Statistical analysis
Primary endpoints of this study were progression -free survival (PFS) and response rate (RR). The PFS was calculated from the date of the first treatment with FOLFOX/BV or XELOX/BV at USC medical facilities until the first observation of disease progression or death from any cause. If no disease progression occurred and the patient was still alive at the time of the last follow-up, PFS was censored at the date of the last follow-up.

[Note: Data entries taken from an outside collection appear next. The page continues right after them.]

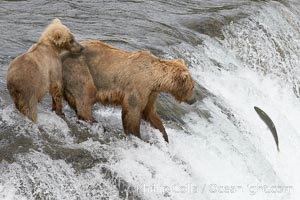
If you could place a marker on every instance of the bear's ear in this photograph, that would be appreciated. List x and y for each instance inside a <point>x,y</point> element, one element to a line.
<point>57,37</point>
<point>56,21</point>
<point>184,76</point>
<point>180,60</point>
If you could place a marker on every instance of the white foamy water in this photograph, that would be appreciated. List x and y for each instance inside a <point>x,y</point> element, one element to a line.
<point>223,152</point>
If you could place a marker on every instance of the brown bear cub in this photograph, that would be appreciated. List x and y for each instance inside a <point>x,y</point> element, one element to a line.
<point>131,79</point>
<point>33,73</point>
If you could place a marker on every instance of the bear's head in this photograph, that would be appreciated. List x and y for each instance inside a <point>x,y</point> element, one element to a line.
<point>183,84</point>
<point>60,37</point>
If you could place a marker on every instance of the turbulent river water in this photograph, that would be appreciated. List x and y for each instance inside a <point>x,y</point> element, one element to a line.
<point>241,54</point>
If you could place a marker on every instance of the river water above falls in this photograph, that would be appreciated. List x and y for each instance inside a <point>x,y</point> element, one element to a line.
<point>241,54</point>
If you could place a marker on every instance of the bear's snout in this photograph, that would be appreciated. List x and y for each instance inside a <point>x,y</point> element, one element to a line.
<point>81,48</point>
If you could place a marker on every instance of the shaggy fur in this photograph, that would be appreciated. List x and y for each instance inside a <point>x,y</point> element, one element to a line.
<point>33,73</point>
<point>131,79</point>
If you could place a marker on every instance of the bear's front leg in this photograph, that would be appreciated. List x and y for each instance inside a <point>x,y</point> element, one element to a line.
<point>131,122</point>
<point>56,93</point>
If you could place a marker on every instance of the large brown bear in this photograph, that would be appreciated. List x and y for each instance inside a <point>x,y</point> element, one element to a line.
<point>131,79</point>
<point>33,73</point>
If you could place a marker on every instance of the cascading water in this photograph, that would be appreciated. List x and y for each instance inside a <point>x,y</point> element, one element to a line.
<point>241,54</point>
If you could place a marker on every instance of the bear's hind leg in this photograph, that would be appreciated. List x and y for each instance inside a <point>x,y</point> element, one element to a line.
<point>28,107</point>
<point>150,115</point>
<point>56,93</point>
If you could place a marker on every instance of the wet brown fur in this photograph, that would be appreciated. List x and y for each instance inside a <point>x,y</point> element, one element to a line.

The association between CD133 gene expression value and tumor response was assessed using maximal χ2 method [17, 18]. The optimal cut-off value of CD133 was used to separate patients into 2 groups in terms of likelihood of responding to the therapy. The p-value for the association was adjusted with 2000 bootstrap like simulations that estimated the distribution of the maximal χ2 statistics. The maximal χ2 method had been used in our previous studies to examine the associations between the gene expression and clinical outcome [19-21]. The differences in CD133 gene expression value by CD133 polymorphisms were tested using Wilcoxon two-sample test.
Allelic distribution of CD133 polymorphisms by each race was tested for deviation from Hardy-Weinberg equilibrium (HWE) using χ2 test. The associations of individual CD133 polymorphisms with PFS were analyzed using Kaplan-Meier curves and log-rank test assuming codominant, dominant, or recessive genetic model. The associations between genomic polymorphisms and clinicodemographic parameters and tumor response were assessed using contingency tables and the Fisher’s exact test. The estimate of the hazard ratio (HR) with 95% CIs was based on the log-rank test for the univariate analysis [22]. The cumulative effect of CD133 polymorphisms on clinical outcome was examined by combining 2 or more CD133 alleles.
The COX proportional hazards regression model was used to assess the association between CD133 polymorphisms and PFS when adjusting for gender, the number of metastatic sites, and race. The Spearman correlation coefficient method was used to investigate the correlations between gene expression levels of CD133, VEGF and VEGF- receptor genes.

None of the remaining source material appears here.